Palm Vein / Face Combo Reader

A new reader terminal [link no longer available] claims it is the "only true PACS terminal using Palm Vein Recognition" and accommodates up to four different credential types, more than the two or three credentials supported by typical multi-modal readers. Just how many credential types are needed in one reader? In this note, we examine IdentyTech's Sapphire reader, its ideal application, and compare it to similar products.

Sapphire Overview

IDT Sapphire [link no longer available] supports any combination of the following credential types:

• Face Recognition
• Palm Vein, both Left and Right hands
• PIN, or Key Combination
• Token or Card Credentials

The unit is available in two models: a single door/single terminal 'standalone' model, and a multidoor 'system' model. Cosmetically, both units are identical - the difference is only software and number of I/O ports. The cast aluminum, IP65 housing is equipped with a touchscreen display/keypad, an onboard camera, the primary palm reader, and a configurable card credential reader. The wallmount unit is rather large, measuring roughly 7"x9"x2", shown in the image below:

Other technical attributes include:

• Video Integration: The onboard 5MP is for Face Recognition, not surveillance support. However, Sapphire includes a BNC Input for a CCTV camera
• Intercom Function: Built-in Microphone and Speaker for video intercom functions
• Plentiful I/O: The 2 inputs / 4 output relays port allow for incorporation of locks, door position sensors, and other serial devices.
• Flexible Card Readers: Supported credential types for Sapphire include HID Prox, iClass, MiFare, and Legic formats.

Palm Reading

IDT's palm reading is different because the credential is based on 'palm vein' patterns, not contact 'palm prints'. The unit takes and compares subdermal images of a hand's veins, rather than scanning an image of the outside skin layer and comparing prints. Not only is 'vein reading' more secure because it is more difficult to 'spoof', it is less susceptible to errors caused by changes in skin condition (friction wear/aging) and cleanliness.

The contact-print credentialing found in other readers can also be a problem in some elements of the population, especially the elderly, whose subdermal collagen levels decrease over time and can 'fade' a print or cause it to be so faint that it cannot be scanned properly. Palm veins are not greatly susceptible to aging, and are consistently readable over a lifetime.

Reading palm prints also has advantages over facial recognition. While the IDT Sapphire also supports facial recognition, this is still subject to difficult lighting conditions, shifts in posture and detail-obscuring accessories like glasses, scarves, and hats. Palm vein reading can be accomplished quickly - in seconds - without the risk face recognition faces.

Pricing

Sapphire is available in two models: an $1900 MSRP "Standalone" option for single door operation, and a $2300 MSRP for the "Multidoor" model with additional I/Os for controlling more connected devices.

IDT's traditional market has been Europe and Israel, and distribution is not currently available in the USA. While pricing has been announced, the manufacturer states final prices are subject to change for the US market, after the company finalizes details on the distribution channel.

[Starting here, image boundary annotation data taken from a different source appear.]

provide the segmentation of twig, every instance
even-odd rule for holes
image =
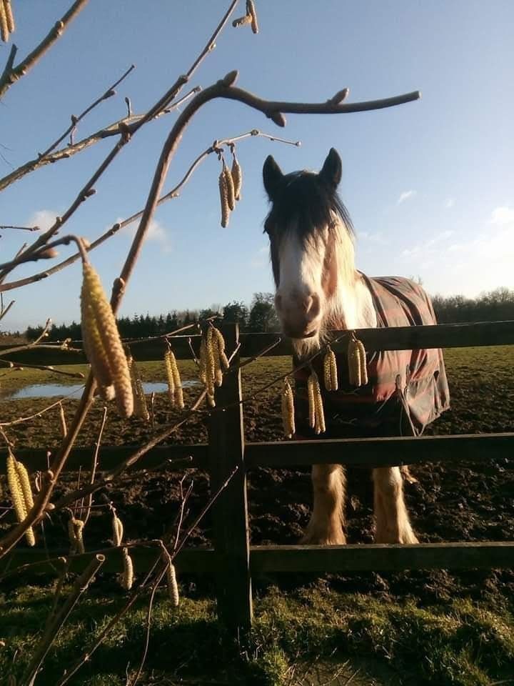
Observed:
[[[36,649],[24,676],[23,681],[28,686],[32,686],[34,684],[43,660],[57,637],[61,627],[66,622],[81,596],[87,590],[89,584],[104,562],[104,555],[97,555],[94,557],[82,574],[76,580],[71,592],[66,598],[62,607],[55,612],[52,621],[41,637],[39,645]]]
[[[84,1],[84,0],[83,0]],[[87,0],[86,0],[87,1]],[[151,121],[154,117],[157,116],[162,110],[168,107],[173,100],[177,96],[178,93],[182,89],[183,86],[186,85],[189,81],[191,76],[193,75],[193,72],[196,71],[197,67],[203,60],[206,55],[209,52],[211,46],[213,44],[213,41],[217,37],[218,34],[222,30],[223,26],[226,25],[226,22],[228,21],[228,19],[236,8],[236,6],[238,3],[238,0],[233,0],[231,6],[229,6],[227,11],[225,13],[225,15],[218,25],[218,27],[215,30],[213,36],[211,38],[211,41],[208,46],[203,49],[202,52],[200,54],[198,57],[195,60],[191,67],[189,69],[189,71],[186,74],[182,74],[178,76],[173,86],[165,93],[165,94],[153,105],[153,107],[151,107],[150,109],[144,114],[142,118],[135,124],[133,129],[130,131],[127,130],[124,127],[121,129],[121,134],[120,135],[119,140],[116,144],[112,150],[109,153],[107,156],[105,158],[104,161],[100,164],[99,168],[96,169],[95,173],[93,174],[89,181],[86,184],[86,185],[82,188],[79,192],[79,194],[76,197],[75,200],[73,202],[71,205],[68,208],[68,209],[64,212],[62,217],[59,217],[58,220],[56,221],[54,224],[50,227],[50,228],[45,232],[45,233],[40,236],[39,238],[32,244],[31,246],[29,246],[25,252],[32,253],[37,251],[41,246],[44,245],[62,227],[62,225],[71,217],[71,215],[76,211],[76,209],[80,207],[81,204],[88,197],[88,192],[91,189],[93,188],[94,185],[102,175],[104,172],[107,169],[107,167],[111,164],[113,160],[116,158],[118,154],[121,151],[122,148],[128,141],[131,139],[131,136],[133,136],[137,131],[141,129],[146,122]],[[198,96],[198,95],[196,96]],[[136,239],[133,242],[133,245],[136,242]],[[0,272],[0,283],[1,283],[7,274],[11,270],[11,269],[4,269]],[[123,279],[123,276],[121,277]],[[124,279],[126,281],[126,279]]]
[[[155,115],[153,119],[158,119],[162,114],[168,114],[172,112],[186,99],[198,93],[199,90],[200,88],[196,86],[179,100],[171,103],[162,112]],[[54,164],[63,159],[69,159],[70,157],[73,157],[73,156],[77,154],[77,153],[86,150],[91,147],[91,146],[100,142],[100,141],[106,140],[113,136],[120,136],[124,132],[127,134],[133,133],[133,131],[136,130],[137,124],[143,120],[144,116],[144,114],[131,114],[121,119],[118,119],[116,121],[114,121],[104,129],[100,129],[94,133],[90,134],[89,136],[86,136],[86,138],[83,138],[80,141],[77,141],[75,143],[70,143],[59,150],[50,152],[44,155],[44,156],[37,156],[33,159],[29,159],[0,179],[0,191],[4,190],[8,186],[15,183],[16,181],[19,181],[20,179],[22,179],[27,174],[35,172],[36,169],[46,166],[47,164]]]
[[[41,417],[41,414],[44,414],[45,412],[47,412],[49,410],[52,409],[56,405],[60,404],[63,399],[66,399],[67,398],[71,397],[71,394],[64,396],[64,399],[57,400],[56,402],[53,402],[51,405],[49,405],[48,407],[44,407],[43,409],[40,409],[39,412],[35,412],[34,414],[29,414],[28,417],[21,417],[17,419],[13,419],[12,422],[0,422],[0,427],[14,427],[17,424],[23,424],[24,422],[29,422],[30,419],[34,419],[36,417]]]
[[[6,307],[4,307],[4,302],[2,301],[1,311],[0,312],[0,319],[4,319],[4,317],[6,316],[7,312],[11,309],[11,308],[12,307],[12,306],[14,304],[15,302],[16,302],[16,300],[11,300]]]
[[[43,55],[50,49],[64,33],[71,20],[86,6],[87,2],[88,0],[76,0],[76,2],[71,5],[66,14],[56,23],[41,43],[16,66],[13,66],[16,50],[11,51],[6,67],[1,76],[0,76],[0,99],[4,97],[9,88],[22,76],[24,76],[26,74],[28,74]]]
[[[121,81],[126,79],[131,71],[135,69],[136,65],[131,64],[126,71],[125,71],[124,74],[123,74],[117,81],[114,81],[112,86],[109,86],[109,88],[100,96],[100,97],[94,101],[88,107],[86,108],[86,109],[84,109],[83,112],[81,112],[78,116],[72,115],[71,125],[66,129],[64,133],[57,139],[56,141],[52,143],[51,145],[49,146],[44,152],[42,152],[41,154],[38,155],[39,161],[41,161],[41,159],[44,159],[45,157],[50,154],[52,150],[55,150],[57,146],[59,145],[60,143],[62,143],[62,141],[70,134],[72,131],[74,131],[76,129],[76,125],[79,124],[79,122],[81,121],[85,116],[86,116],[89,112],[91,111],[91,110],[94,109],[97,105],[99,105],[101,102],[103,102],[104,100],[108,100],[114,95],[116,95],[116,91],[114,89],[119,86]]]
[[[41,231],[41,227],[15,227],[9,224],[0,224],[0,230],[4,229],[17,229],[19,231]]]
[[[193,530],[198,526],[198,522],[205,516],[206,513],[210,509],[213,504],[216,502],[218,498],[220,497],[223,491],[226,488],[227,484],[230,482],[231,479],[233,477],[236,472],[238,470],[238,467],[236,467],[234,469],[228,474],[227,478],[223,481],[220,487],[216,490],[216,492],[213,494],[207,503],[202,509],[200,514],[195,519],[194,522],[188,530],[187,532],[184,535],[184,537],[182,539],[180,545],[177,547],[176,550],[173,551],[173,554],[171,555],[171,560],[173,561],[176,557],[177,553],[183,546],[183,545],[187,541],[187,539],[191,535]],[[163,542],[162,541],[158,542],[161,548],[162,548]],[[159,552],[158,557],[156,559],[153,565],[152,565],[150,571],[148,572],[143,580],[141,582],[139,586],[132,592],[132,594],[126,602],[125,605],[121,608],[121,610],[118,612],[118,614],[114,617],[107,624],[107,625],[104,628],[104,630],[100,632],[99,635],[97,637],[93,645],[89,648],[89,650],[85,652],[78,660],[69,667],[66,672],[66,674],[63,675],[61,680],[58,682],[56,686],[64,686],[65,684],[68,683],[71,677],[76,673],[77,670],[87,662],[93,655],[93,653],[96,650],[96,649],[101,645],[105,639],[106,636],[109,634],[113,627],[116,626],[119,620],[130,610],[132,605],[134,604],[136,600],[139,597],[143,591],[146,587],[148,582],[151,579],[152,575],[156,571],[156,579],[153,582],[153,587],[156,587],[161,583],[161,580],[164,577],[164,575],[166,573],[166,570],[168,568],[167,562],[163,562],[162,560],[162,556],[161,552]]]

Integration with OnSSI Ocularis

Unlike other biometric readers, IDT's unit management platform writes VMS function into its software, not the other way around. IdentyTech has written Ocularis' Recorder/Live viewing interface into its management application for ease in cross referencing access control events with video surveillance network. The screenshot below shows how the integration appears within the software:

Four Factor Credentialing?

In most US Access Control applications, two factors (e.g. - PIN/Card, PIN/Biometric, or Card/Biometric) is sufficient. Furthermore, guidance standards like FIPS201 have just now begun addressing specifics of standard biometric credentials, so a hardware reader that has the potential to incorporate up to four different credentials has expansion potential.

While IDT acknowledges that using all four factors may be overkill for many, their product allows a choice of which ones to use, according to recommendations found in the OMB M-0404/NIST SP800-63 'E-Authentication Guidance' [link no longer available] document. According to that source, "High Security" classification incorporate at least three credentials: presenting “something you know” (e.g. - password / pin code) to “Something you are” (e.g. - biometrics) along with “something you have” (e.g. - a smart card or token). With Sapphire, users have flexibility in which three they are able to use.

High Security & Government Applications

Given the multiple factors Sapphire supports and its higher price, the market it appeals to most are institutional and high security installations. The single door unit reader costs as much as three or four 'traditional' panel based reader/controller combos. However, Sapphire accommodates more stringent credentialing than 'traditional' readers with cards or codes. Since these areas have higher risk, the extra expense of the unit may be justified.

Additionally, the 'all-in-one' design allows Sapphire to take on the roles of several different devices - even functioning as a stand-alone access controller if required. Consolidating multiple readers and controllers in a single unit can be thousands less than connecting a lone door with multiple separate credential readers to a distant central controller.

Because of the cost, Sapphire is not likely a mainstream choice for most doors, but stands to offer great value for far-flung, and high security and government applications.